I have a couple of million rows in a postgresql table. I have up to 20 proceeses writing to that table (a few hundred inserts/updates per second) and I have a few processes reading from it at the same time (once a while a big select). This results in many failures (Stream Closed, Input/Ouput Error) on both sides, reading and writing.
I now think about splitting that table into multiple tables. I would split by "type" of object, which is basically a field that has only 20 possible values that are kind of equally distributed.
The question is, should I use multiple tables, multiple schemas or multiple databases to guarantee a non blocking access to the data. Or maybe I should use a completly different setup. Another database maybe? Maybe HTable?
The integrity of the data is not that important. It has to be there in the end but I do not really need an Isolation Level or Transactions. I just need a fast system that can write and read from multiple processes without performance impact and that allows to make queries based on field values.
Right now I use JDBC with Isolation Level TRANSACTION_READ_UNCOMMITTED and a connection per process.
UPDATE:
The schema looks as follows:
CREATE TABLE rev
(
id integer NOT NULL,
source text,
date timestamp with time zone,
title text,
summary text,
md5sum text,
author text,
content text,
CONSTRAINT rev_id_pk PRIMARY KEY (id),
CONSTRAINT md5sum_un UNIQUE (md5sum)
)
CREATE TABLE resp
(
id integer NOT NULL,
source text,
date timestamp with time zone,
title text,
summary text,
md5sum text,
author text,
content text,
CONSTRAINT resp_id_pk PRIMARY KEY (id),
CONSTRAINT md5sum_un UNIQUE (md5sum)
)
And I have a few indexes on some of the fields.

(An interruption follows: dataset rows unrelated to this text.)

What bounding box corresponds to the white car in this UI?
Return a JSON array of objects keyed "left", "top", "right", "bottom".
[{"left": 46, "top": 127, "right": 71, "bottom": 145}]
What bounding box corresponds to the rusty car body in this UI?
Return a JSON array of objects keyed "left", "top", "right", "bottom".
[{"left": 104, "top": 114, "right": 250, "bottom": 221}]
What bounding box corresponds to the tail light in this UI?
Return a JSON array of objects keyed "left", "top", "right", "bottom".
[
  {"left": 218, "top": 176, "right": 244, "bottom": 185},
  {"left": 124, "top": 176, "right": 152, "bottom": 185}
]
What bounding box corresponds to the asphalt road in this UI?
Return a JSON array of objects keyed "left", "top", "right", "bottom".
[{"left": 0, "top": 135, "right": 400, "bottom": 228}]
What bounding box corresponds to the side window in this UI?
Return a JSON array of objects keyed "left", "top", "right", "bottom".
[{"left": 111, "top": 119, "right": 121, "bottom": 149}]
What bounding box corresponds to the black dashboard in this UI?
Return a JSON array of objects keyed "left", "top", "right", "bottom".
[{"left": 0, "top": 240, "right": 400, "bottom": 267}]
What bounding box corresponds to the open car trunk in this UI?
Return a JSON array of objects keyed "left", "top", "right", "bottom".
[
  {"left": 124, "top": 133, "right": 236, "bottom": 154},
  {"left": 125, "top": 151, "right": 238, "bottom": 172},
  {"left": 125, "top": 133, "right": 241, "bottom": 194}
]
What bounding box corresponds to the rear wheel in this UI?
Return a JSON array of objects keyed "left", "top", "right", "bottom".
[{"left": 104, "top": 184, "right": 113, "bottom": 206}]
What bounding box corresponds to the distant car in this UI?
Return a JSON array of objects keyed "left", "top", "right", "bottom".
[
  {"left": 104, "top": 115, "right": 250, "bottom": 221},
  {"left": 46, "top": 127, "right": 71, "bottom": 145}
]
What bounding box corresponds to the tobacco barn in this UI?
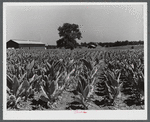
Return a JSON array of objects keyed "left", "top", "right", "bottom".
[{"left": 7, "top": 39, "right": 45, "bottom": 49}]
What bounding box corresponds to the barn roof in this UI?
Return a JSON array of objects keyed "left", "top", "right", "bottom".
[
  {"left": 8, "top": 39, "right": 44, "bottom": 44},
  {"left": 90, "top": 44, "right": 96, "bottom": 47}
]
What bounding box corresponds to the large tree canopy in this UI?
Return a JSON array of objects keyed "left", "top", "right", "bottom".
[{"left": 57, "top": 23, "right": 82, "bottom": 49}]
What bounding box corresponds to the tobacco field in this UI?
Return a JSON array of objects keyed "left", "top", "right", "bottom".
[{"left": 6, "top": 49, "right": 144, "bottom": 111}]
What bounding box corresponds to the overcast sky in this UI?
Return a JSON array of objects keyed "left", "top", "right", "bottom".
[{"left": 6, "top": 4, "right": 144, "bottom": 45}]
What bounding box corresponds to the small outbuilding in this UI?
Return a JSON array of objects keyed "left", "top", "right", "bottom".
[
  {"left": 7, "top": 39, "right": 45, "bottom": 49},
  {"left": 88, "top": 44, "right": 96, "bottom": 48}
]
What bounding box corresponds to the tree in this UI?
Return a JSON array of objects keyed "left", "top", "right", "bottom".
[{"left": 57, "top": 23, "right": 82, "bottom": 49}]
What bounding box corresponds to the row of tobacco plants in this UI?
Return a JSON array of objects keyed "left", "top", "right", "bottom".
[{"left": 7, "top": 49, "right": 144, "bottom": 110}]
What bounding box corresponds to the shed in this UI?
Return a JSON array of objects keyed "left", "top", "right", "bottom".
[
  {"left": 7, "top": 39, "right": 45, "bottom": 49},
  {"left": 88, "top": 44, "right": 96, "bottom": 48}
]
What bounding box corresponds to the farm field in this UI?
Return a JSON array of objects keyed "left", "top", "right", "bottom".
[{"left": 7, "top": 46, "right": 144, "bottom": 110}]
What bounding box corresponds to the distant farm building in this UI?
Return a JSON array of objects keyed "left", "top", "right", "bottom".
[
  {"left": 7, "top": 39, "right": 45, "bottom": 49},
  {"left": 88, "top": 44, "right": 97, "bottom": 48}
]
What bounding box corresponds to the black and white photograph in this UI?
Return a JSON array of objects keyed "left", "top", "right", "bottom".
[{"left": 3, "top": 2, "right": 147, "bottom": 120}]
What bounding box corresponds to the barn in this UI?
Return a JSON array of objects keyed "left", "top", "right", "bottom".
[
  {"left": 88, "top": 44, "right": 96, "bottom": 48},
  {"left": 7, "top": 39, "right": 45, "bottom": 49}
]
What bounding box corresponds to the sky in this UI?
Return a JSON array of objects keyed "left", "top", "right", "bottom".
[{"left": 6, "top": 4, "right": 144, "bottom": 45}]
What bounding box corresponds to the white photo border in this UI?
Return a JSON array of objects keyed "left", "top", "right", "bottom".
[{"left": 3, "top": 2, "right": 148, "bottom": 120}]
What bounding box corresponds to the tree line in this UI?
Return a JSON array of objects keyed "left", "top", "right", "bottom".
[{"left": 56, "top": 23, "right": 144, "bottom": 49}]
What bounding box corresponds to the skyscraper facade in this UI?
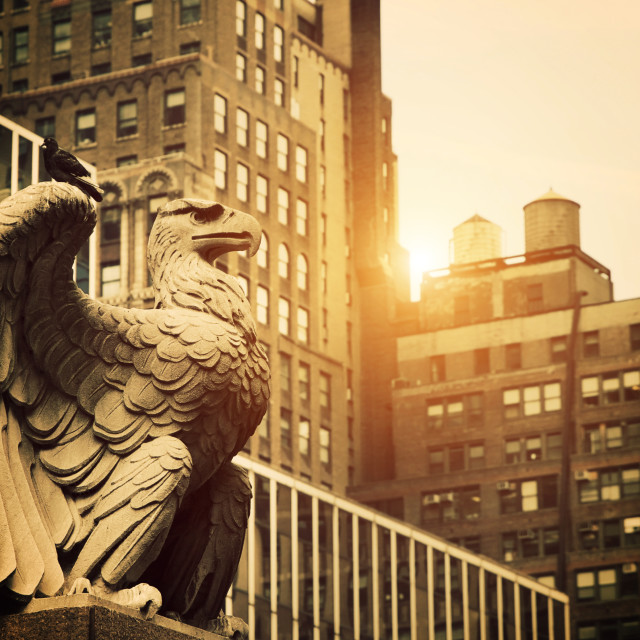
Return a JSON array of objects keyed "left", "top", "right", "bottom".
[{"left": 351, "top": 191, "right": 640, "bottom": 640}]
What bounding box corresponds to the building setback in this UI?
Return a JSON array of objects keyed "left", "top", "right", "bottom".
[
  {"left": 0, "top": 0, "right": 408, "bottom": 493},
  {"left": 350, "top": 191, "right": 640, "bottom": 640}
]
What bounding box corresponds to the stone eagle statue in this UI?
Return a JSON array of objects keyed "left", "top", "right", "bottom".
[{"left": 0, "top": 182, "right": 270, "bottom": 627}]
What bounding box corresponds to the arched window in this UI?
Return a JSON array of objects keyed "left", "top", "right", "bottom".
[
  {"left": 256, "top": 231, "right": 269, "bottom": 269},
  {"left": 298, "top": 253, "right": 309, "bottom": 291},
  {"left": 278, "top": 242, "right": 289, "bottom": 279}
]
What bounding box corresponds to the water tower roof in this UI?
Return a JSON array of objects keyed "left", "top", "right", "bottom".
[
  {"left": 454, "top": 213, "right": 495, "bottom": 229},
  {"left": 525, "top": 189, "right": 580, "bottom": 207}
]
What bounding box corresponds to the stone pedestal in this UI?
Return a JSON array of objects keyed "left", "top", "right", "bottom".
[{"left": 0, "top": 594, "right": 228, "bottom": 640}]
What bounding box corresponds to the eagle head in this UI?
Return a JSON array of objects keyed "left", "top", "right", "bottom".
[{"left": 147, "top": 198, "right": 262, "bottom": 273}]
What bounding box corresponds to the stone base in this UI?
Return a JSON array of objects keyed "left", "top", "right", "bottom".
[{"left": 0, "top": 594, "right": 228, "bottom": 640}]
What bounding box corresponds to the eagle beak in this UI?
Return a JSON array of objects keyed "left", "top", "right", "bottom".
[{"left": 191, "top": 207, "right": 262, "bottom": 262}]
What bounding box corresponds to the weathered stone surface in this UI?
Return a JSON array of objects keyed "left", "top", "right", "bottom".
[
  {"left": 0, "top": 594, "right": 222, "bottom": 640},
  {"left": 0, "top": 183, "right": 270, "bottom": 629}
]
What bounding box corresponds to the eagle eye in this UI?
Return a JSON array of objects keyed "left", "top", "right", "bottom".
[{"left": 191, "top": 204, "right": 224, "bottom": 224}]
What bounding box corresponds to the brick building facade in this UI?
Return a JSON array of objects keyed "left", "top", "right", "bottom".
[{"left": 351, "top": 192, "right": 640, "bottom": 639}]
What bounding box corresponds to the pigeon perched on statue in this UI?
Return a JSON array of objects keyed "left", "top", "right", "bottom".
[{"left": 40, "top": 138, "right": 104, "bottom": 202}]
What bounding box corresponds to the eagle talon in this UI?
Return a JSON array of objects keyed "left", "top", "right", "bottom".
[{"left": 67, "top": 578, "right": 95, "bottom": 596}]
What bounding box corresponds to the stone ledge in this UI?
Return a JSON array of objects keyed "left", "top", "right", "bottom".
[{"left": 0, "top": 594, "right": 228, "bottom": 640}]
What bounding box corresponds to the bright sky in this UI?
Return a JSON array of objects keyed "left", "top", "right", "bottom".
[{"left": 382, "top": 0, "right": 640, "bottom": 300}]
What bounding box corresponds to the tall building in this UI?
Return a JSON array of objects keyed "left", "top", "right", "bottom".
[
  {"left": 0, "top": 116, "right": 570, "bottom": 640},
  {"left": 350, "top": 191, "right": 640, "bottom": 640},
  {"left": 0, "top": 0, "right": 408, "bottom": 493}
]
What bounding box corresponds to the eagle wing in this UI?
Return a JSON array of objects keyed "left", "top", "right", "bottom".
[{"left": 0, "top": 183, "right": 268, "bottom": 597}]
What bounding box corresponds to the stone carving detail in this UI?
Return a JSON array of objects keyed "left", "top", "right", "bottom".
[{"left": 0, "top": 183, "right": 269, "bottom": 633}]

A sample query looks like:
SELECT * FROM rev LEFT JOIN resp ON rev.id = resp.parent_id WHERE rev.date > ? LIMIT 1000 OFFSET ?
The resp table is much smaller, but it too gets updates and is queried in the joins.
This results in many failures on both sides, reading and writing.
What kind of failures? Reading and writing on the same table should not be a problem at all in PostgreSQL, MVCC works fine.
Hard to tell you how to fix your problems without any information about the system and what the processes are doing. Could you tell us more about it? And show a database schema?
Right now I use JDBC with Isolation Level TRANSACTION_READ_UNCOMMITTED
READ UNCOMMITTED doesn't exist in PostgreSQL, it's treated like Read Committed:
In PostgreSQL, you can request any of the four standard transaction
isolation levels. But internally, there are only two distinct
isolation levels, which correspond to the levels Read Committed and
Serializable. When you select the level Read Uncommitted you really
get Read Committed, and when you select Repeatable Read you really get
Serializable, so the actual isolation level might be stricter than
what you select.
I'm not sure how much a slight delay is for getting readable data is, but you might want to look into Slony Replication. Essentially, you have a master database with a slave database. All of your inserts/writes would be put into your master database, then Slony would replicate those new entries into the slave database (this takes a little bit of time, but nothing monumental. A few minutes, perhaps.). Then you can have your applications read exclusively from the slave database.
If Slony doesn't seem right for you, you can look at some "multi-master" alternatives here. These will let you have multiple machines be writeable, and have all their contents be replicated onto the read-machine.